The Literary Fund Society, instituted in 1790, and incorporated in 1818, had formerly rooms at No. 4 Lincoln’s Inn Fields. The society was established in order to aid authors of merit and good character who might be reduced to poverty by unavoidable circumstances, or be deprived of the power of exertion by enfeebled faculties or old age. George IV. and William IV. both contributed one hundred guineas a year to its funds, and this subscription is continued by our present Queen. The society distributed £1407 in 1846. The average annual amount of subscriptions and donations is about £1100. The Literary Fund Society moved afterwards to 73 Great Russell Street. Some years ago a split occurred in this society. Charles Dickens and Mr. C. W. Dilke, the proprietor of the Athenæum, objecting to the wasteful expense of the management, seceded from it; the result of this secession was the founding of the Guild of Literature, and the collection of £4000 by means of private theatricals—a sum which, unfortunately, still lies partly dormant. The Fund is now domiciled in Bloomsbury.
Both Pepys and Evelyn praise the house of Mr. Povey in Lincoln’s Inn Fields as a prodigy of elegant comfort and ingenuity. The marqueterie floors, “the perspective picture in the little closet,” the grotto cellars, with a well for the wine, the fountains and imitation porphyry vases, his pictures and the bath at the top of the house, seem to have been the abstract of all luxurious ease.
Names were first put on doors in London in 1760, some years before the street-signs were removed. In 1764 houses were first numbered; the numbering commenced in New Burlington Street, and Lincoln’s Inn Fields was the second place numbered.

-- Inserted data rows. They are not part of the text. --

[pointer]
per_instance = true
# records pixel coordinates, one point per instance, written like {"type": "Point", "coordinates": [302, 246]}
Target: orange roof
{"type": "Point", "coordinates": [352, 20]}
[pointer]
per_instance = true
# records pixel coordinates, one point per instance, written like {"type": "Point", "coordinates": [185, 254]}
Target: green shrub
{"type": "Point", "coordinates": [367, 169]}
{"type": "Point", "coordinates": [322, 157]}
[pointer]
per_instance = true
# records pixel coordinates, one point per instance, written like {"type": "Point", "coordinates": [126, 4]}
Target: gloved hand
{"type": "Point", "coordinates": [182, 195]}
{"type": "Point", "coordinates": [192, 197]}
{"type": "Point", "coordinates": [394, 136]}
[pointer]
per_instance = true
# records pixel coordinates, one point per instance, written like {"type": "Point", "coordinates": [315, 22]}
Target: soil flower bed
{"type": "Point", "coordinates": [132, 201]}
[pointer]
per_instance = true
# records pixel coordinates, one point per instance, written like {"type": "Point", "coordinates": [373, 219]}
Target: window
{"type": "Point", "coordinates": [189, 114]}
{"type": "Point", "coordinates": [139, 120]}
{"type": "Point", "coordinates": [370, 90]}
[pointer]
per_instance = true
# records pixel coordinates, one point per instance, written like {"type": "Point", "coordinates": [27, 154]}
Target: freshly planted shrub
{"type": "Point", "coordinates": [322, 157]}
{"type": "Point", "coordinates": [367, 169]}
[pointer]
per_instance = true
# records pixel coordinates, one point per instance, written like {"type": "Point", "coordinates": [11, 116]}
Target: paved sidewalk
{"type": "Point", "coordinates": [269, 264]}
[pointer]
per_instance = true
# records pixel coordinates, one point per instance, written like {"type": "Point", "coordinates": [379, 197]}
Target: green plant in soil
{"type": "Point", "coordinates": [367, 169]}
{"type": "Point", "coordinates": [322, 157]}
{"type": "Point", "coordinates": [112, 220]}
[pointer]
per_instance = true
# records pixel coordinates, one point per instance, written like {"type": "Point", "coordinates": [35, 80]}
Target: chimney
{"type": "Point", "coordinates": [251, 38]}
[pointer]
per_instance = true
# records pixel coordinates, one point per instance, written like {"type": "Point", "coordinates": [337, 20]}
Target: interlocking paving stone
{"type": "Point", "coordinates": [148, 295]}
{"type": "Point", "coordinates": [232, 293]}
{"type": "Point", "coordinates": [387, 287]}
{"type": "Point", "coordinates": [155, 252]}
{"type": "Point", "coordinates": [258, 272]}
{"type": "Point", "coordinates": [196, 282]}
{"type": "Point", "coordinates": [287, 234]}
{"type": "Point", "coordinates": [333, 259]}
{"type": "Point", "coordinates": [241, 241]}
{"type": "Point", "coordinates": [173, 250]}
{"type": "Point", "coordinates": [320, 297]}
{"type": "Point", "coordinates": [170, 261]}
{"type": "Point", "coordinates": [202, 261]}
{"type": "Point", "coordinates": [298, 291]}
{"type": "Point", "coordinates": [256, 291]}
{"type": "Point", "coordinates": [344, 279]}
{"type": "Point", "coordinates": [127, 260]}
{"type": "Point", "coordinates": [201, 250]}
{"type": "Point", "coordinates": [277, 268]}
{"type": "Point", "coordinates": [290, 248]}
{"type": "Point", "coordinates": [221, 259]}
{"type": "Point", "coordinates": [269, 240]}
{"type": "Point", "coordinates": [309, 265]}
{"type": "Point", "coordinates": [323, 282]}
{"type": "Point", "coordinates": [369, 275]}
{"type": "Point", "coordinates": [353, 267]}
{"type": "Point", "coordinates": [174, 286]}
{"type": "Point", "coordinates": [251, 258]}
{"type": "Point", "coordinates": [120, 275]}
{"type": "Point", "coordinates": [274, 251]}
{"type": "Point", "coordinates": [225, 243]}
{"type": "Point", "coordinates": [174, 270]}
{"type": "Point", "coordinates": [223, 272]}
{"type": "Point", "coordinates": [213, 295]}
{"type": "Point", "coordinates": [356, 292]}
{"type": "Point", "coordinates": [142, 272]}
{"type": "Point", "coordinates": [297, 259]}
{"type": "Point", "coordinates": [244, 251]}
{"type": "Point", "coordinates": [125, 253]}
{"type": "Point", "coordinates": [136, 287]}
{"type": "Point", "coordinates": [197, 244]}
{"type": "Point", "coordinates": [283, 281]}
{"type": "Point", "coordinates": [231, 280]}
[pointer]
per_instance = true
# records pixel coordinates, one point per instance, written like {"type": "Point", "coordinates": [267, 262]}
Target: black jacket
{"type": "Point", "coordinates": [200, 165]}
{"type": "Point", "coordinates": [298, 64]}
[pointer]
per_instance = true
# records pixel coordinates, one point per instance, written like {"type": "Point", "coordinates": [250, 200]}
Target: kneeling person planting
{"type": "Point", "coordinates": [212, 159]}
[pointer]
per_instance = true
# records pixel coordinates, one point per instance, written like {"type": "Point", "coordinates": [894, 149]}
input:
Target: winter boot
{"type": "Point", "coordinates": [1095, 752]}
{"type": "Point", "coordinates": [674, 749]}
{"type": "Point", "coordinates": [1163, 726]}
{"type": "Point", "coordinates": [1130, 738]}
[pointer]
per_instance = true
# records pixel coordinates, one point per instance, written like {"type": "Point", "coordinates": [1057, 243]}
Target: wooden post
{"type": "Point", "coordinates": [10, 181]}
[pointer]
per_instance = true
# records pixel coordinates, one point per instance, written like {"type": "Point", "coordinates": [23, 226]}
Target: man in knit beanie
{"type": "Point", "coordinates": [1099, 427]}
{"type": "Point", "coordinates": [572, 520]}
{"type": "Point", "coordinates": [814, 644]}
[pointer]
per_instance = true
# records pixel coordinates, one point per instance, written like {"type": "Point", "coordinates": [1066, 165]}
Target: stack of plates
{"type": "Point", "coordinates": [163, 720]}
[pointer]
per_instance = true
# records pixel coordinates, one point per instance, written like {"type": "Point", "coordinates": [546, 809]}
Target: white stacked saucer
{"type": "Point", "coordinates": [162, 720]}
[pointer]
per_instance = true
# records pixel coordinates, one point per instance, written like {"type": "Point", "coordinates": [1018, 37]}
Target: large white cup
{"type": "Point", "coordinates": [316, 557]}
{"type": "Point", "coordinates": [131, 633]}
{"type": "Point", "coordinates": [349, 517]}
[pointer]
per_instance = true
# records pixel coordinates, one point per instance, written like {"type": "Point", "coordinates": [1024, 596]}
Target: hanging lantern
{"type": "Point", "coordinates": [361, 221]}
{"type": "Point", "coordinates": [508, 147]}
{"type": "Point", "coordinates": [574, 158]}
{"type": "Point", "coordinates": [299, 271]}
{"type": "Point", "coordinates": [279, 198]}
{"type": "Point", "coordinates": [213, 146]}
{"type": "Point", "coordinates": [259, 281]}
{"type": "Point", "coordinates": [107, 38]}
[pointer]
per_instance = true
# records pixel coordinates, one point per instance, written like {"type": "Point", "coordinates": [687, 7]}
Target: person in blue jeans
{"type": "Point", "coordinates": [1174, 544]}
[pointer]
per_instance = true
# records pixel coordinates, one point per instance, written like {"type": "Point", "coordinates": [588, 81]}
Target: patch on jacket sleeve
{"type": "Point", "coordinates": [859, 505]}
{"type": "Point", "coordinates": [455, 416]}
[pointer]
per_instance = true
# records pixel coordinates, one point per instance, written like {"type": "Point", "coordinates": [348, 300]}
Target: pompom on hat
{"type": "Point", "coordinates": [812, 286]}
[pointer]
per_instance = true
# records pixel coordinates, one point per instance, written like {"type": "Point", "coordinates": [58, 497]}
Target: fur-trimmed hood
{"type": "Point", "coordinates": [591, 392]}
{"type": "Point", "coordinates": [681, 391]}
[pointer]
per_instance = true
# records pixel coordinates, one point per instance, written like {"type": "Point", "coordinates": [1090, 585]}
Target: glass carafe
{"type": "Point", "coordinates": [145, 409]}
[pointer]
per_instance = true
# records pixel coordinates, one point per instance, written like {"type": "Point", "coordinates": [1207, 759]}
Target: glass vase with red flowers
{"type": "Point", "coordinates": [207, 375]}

In Carey Street lived that excellent woman Mrs. Hester Chapone, who afterwards removed to Arundel Street. She was a friend of Mrs. Carter, who translated Epictetus, and of Mrs. Montagu, the Queen of the Blue Stockings. She was one of the female admirers who thronged round Richardson the novelist, and she married a young Templar whom he had introduced to her. It was a love match, and she had the misfortune of losing him in less than ten months after their marriage. Her celebrated letters on The Improvement of the Mind, published in 1773, were written for a favourite niece, who married a Westminster Clergyman and died in childbed. Though Mrs. Chapone’s letters are now rather dry and old-fashioned, reminding us of the backboards of a too punctilious age, they contain some sensible and well-expressed thoughts. Here is a sound passage:—“Those ladies who pique themselves on the particular excellence of neatness are very apt to forget that the decent order of the house should be designed to promote the convenience and pleasure of those who are to be in it; and that if it is converted into a cause of trouble and constraint, their husbands’ guests would be happier without it.”[742]
Gibbons’s Tennis Court stood in Vere Street, Clare Market; it was turned into a theatre by Thomas Killigrew. Ogilby the poet, started a lottery of books at “the old theatre” in June 1668. He describes the books in his advertisements as “all of his own designment and composure.”